People love hearing about failure! This talk ended up being so well received that Paul was asked to give it again as a keynote talk on the last day of the conference, which meant giving it to a much larger audience. I wasn't able to catch it the second time, but I'd just like everyone to know that I was a fan of "Illustrated History of Failure" before it was cool.
With conferencing done for the day, Alex and I headed downtown on the MAX to have dinner with some of the folks we'd met at breakfast that morning. A couple of them worked for the Canadian intelligence agency. They looked much less scruffy than, say, me, an unemployed ex-Perl programmer who was about to be a grad student.
Finally, Alex and I went to Backspace, where we tried to catch up on our mail and sort out our overflowing bags full of conference schwag, most of which was throwaway junk. They were playing The Sunset Tree at Backspace, and I scarcely realized I was singing along until Alex said, "I love when you sing along to the Mountain Goats." Have I mentioned that he's my favorite?

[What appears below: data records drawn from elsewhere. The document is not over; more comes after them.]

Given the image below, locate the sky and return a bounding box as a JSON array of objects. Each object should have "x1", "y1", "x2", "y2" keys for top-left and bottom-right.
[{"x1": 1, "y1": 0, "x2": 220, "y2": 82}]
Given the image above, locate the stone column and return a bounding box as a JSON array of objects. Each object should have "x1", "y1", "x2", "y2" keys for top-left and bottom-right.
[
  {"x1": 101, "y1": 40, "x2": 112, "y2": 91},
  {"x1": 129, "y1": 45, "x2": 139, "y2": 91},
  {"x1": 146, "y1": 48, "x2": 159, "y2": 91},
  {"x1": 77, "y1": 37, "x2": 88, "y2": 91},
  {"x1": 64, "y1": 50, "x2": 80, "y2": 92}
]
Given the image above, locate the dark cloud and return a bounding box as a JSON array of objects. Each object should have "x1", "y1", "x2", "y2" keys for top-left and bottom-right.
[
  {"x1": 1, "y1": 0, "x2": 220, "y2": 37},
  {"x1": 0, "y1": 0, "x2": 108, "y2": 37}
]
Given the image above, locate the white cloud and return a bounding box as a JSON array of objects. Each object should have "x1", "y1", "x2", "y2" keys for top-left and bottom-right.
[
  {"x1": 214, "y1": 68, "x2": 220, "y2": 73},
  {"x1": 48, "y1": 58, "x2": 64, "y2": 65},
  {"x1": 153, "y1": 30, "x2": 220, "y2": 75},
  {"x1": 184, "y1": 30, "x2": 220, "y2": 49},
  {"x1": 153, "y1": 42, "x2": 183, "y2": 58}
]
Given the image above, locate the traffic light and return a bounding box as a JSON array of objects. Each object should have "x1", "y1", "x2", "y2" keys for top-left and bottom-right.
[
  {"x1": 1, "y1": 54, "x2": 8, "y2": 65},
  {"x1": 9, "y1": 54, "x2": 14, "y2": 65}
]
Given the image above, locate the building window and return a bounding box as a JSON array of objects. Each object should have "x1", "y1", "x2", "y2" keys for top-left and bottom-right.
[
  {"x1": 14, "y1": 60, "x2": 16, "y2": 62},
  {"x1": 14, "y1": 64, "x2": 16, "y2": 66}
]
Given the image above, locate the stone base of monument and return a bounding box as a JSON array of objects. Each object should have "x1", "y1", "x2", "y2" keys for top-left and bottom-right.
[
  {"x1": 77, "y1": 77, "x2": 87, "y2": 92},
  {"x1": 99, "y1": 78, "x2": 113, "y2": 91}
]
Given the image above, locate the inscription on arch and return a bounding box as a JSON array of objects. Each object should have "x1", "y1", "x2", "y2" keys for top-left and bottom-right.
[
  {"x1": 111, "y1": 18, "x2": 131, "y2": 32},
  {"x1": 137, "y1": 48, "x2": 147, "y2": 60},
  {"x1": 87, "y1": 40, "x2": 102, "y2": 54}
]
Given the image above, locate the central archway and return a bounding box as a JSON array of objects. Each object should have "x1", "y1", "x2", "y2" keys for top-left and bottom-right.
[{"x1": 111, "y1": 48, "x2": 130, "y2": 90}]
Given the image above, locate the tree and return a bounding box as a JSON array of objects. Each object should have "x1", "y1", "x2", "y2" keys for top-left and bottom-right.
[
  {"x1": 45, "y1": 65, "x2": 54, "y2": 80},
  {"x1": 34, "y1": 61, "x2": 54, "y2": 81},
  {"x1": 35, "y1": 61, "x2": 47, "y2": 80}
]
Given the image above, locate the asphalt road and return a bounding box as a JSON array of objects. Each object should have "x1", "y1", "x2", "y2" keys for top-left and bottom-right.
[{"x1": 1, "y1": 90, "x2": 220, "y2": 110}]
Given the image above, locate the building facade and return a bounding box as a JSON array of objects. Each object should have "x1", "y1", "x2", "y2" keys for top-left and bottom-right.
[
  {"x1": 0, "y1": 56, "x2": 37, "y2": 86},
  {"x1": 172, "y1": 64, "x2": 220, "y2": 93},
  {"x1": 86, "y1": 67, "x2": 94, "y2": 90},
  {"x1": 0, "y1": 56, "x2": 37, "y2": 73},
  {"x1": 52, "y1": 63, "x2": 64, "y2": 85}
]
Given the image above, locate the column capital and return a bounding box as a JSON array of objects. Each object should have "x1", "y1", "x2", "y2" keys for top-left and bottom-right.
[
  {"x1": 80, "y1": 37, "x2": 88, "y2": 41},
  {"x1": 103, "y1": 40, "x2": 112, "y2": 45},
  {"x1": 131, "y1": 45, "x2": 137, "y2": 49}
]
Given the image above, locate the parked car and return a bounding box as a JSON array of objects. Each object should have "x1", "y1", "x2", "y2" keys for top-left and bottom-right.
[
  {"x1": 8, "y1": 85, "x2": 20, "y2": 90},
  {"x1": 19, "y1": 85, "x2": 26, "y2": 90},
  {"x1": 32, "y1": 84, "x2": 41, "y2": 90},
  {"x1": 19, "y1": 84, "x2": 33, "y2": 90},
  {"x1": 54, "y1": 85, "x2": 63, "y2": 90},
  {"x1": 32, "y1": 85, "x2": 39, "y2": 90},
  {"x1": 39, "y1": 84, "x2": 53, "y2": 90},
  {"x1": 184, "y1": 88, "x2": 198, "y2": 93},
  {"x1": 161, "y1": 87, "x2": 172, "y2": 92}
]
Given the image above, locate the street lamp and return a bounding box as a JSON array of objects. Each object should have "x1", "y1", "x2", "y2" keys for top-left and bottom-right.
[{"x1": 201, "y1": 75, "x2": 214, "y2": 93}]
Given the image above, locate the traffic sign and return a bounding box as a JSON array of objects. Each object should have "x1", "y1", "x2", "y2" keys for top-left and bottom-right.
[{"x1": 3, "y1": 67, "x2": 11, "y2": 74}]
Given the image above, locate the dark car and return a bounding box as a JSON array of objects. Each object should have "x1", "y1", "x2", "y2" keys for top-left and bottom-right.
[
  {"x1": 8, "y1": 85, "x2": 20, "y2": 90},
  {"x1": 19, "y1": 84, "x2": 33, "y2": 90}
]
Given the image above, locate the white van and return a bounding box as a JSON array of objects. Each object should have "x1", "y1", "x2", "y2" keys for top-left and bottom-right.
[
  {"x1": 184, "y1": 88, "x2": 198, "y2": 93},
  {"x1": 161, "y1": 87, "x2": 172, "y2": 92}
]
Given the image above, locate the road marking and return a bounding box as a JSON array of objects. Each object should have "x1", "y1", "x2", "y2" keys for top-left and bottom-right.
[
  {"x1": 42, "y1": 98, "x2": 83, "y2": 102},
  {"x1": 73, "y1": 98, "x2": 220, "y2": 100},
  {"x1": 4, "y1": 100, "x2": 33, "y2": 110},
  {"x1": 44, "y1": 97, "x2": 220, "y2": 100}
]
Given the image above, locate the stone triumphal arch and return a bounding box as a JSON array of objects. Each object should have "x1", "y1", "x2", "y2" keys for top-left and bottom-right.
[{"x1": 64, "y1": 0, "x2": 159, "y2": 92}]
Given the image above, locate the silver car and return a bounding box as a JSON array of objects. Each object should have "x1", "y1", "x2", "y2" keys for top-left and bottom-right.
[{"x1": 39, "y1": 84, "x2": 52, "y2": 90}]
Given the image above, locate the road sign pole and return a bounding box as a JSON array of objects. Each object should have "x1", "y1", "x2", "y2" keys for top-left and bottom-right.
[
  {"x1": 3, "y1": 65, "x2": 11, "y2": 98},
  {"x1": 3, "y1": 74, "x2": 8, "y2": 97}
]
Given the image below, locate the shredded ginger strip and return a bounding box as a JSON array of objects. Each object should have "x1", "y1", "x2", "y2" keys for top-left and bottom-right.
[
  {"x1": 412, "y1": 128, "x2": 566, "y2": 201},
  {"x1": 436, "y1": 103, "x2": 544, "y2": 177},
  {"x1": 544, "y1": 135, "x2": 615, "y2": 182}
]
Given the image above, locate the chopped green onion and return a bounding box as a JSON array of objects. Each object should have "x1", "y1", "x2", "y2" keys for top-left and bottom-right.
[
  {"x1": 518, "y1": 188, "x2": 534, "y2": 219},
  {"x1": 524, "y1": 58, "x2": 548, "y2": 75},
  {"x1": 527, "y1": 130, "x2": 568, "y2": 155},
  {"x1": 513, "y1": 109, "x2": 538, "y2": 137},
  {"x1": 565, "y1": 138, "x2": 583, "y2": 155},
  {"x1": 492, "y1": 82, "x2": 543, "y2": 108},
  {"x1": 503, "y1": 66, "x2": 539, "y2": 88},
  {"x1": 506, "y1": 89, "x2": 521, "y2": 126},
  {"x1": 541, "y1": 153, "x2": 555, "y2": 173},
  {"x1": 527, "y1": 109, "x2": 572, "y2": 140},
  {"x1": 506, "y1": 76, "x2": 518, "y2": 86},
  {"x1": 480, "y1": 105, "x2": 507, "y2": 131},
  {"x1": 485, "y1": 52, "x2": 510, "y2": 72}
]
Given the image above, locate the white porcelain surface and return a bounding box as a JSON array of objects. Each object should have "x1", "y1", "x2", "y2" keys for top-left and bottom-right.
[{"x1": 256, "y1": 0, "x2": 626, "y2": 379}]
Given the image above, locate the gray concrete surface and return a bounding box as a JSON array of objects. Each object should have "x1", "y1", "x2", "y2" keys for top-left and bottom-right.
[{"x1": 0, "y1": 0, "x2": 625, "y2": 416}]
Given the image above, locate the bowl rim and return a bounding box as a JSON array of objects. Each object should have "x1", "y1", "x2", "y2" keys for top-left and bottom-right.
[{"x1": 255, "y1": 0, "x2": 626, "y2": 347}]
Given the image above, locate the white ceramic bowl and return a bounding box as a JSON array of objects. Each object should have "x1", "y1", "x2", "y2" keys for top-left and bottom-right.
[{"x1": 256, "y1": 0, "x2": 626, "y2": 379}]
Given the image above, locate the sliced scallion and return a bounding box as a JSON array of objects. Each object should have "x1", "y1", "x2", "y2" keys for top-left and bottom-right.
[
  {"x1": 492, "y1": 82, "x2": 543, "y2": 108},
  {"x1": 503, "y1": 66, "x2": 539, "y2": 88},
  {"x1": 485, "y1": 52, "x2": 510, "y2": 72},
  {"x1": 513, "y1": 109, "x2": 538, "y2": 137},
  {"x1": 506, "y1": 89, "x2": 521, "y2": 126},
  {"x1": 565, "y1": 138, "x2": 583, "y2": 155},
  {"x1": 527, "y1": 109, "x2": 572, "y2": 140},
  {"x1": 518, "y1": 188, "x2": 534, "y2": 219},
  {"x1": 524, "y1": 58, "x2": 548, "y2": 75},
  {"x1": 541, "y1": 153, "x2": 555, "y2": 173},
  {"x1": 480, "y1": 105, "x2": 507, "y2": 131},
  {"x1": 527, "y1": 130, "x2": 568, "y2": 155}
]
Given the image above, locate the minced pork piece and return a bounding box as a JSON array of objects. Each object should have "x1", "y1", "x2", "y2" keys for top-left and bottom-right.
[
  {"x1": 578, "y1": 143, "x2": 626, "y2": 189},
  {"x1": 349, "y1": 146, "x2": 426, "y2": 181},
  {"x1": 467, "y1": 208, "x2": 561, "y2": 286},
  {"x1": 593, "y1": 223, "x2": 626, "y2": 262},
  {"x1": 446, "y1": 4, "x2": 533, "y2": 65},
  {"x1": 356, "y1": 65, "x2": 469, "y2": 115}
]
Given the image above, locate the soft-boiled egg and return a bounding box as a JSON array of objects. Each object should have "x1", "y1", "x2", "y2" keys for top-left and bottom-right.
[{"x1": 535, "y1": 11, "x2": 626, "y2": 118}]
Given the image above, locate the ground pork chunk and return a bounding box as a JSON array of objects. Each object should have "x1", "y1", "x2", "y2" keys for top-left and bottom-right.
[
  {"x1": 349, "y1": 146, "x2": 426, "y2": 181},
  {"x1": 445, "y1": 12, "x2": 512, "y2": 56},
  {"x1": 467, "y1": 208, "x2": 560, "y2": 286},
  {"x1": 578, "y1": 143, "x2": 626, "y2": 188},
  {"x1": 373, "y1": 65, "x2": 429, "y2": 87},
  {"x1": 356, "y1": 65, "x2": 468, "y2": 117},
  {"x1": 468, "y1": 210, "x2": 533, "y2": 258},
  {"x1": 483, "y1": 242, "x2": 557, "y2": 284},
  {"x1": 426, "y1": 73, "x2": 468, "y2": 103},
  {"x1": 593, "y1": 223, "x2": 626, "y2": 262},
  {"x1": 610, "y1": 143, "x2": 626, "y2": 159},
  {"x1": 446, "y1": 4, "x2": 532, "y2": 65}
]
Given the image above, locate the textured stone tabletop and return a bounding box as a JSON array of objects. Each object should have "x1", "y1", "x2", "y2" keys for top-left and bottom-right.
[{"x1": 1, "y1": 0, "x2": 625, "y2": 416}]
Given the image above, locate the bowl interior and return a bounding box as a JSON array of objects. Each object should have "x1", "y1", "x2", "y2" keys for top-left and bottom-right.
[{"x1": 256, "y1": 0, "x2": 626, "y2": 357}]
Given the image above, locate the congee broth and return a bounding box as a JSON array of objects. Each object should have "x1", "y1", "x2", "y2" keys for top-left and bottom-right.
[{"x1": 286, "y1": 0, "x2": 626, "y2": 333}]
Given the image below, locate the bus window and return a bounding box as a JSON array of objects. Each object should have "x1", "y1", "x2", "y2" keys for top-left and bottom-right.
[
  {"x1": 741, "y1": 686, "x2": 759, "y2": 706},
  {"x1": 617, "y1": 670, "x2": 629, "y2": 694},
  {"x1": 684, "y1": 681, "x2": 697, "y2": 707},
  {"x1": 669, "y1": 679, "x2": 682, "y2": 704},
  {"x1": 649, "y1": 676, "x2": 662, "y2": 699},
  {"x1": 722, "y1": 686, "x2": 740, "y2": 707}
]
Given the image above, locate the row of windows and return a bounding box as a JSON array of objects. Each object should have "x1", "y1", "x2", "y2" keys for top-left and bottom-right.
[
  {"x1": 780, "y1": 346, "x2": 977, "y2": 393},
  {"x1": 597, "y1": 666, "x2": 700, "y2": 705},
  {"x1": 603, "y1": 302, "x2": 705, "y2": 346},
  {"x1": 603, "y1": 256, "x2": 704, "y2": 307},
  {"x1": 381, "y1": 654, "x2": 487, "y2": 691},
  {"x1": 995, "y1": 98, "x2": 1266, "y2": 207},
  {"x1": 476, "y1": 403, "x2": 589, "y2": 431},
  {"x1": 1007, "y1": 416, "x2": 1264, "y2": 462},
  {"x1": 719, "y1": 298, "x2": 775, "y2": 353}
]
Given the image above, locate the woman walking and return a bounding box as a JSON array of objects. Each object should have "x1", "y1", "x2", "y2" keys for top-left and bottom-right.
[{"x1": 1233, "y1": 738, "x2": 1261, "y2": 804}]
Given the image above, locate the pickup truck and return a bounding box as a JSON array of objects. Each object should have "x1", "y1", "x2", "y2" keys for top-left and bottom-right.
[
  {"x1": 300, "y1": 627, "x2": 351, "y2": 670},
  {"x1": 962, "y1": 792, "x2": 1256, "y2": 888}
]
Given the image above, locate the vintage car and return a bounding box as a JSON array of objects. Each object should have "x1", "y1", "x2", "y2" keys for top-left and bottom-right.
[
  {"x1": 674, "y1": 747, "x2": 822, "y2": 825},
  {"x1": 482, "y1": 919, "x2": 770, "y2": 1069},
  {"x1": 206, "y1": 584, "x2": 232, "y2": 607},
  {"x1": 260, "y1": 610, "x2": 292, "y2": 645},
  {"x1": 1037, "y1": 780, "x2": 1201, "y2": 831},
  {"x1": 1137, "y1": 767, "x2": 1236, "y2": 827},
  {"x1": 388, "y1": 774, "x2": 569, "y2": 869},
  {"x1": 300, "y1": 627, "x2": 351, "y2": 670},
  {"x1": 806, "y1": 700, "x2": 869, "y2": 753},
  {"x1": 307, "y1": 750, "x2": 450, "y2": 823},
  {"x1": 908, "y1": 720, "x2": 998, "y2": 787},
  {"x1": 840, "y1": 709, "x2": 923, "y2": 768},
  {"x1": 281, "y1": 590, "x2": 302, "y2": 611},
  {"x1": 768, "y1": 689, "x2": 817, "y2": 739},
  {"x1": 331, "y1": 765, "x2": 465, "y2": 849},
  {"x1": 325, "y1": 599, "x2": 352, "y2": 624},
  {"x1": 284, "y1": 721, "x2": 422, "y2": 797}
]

Eventually, we took the MAX back across the river to the convention center to collect our bikes and head home. Near the bike racks, there were two guys who recognized us as fellow conference attendees (those giant schwag-bags are a bit of a giveaway) and asked if we could make change for the bus. I interpreted this as "We require Lindsey Kuper to explain the entire Portland public transportation system to us", which I was only too happy to do (I kind of love the Portland public transportation system). Luckily, they didn't mind listening, and for the 20 minutes or so before their bus came, all four of us ended up getting into a nice conversation about Portland and the conference and what we were all doing there. I forgot their names immediately, like I do, but they seemed like old friends who'd been hacking together for a long time. It was only later in the conference, after I'd run into them a couple more times, that I put two and two together and realized that they were Karl Fogel and Jim Blandy and that they helped make software I use every day. But that's OSCON for you. And the evening and the morning were the second day.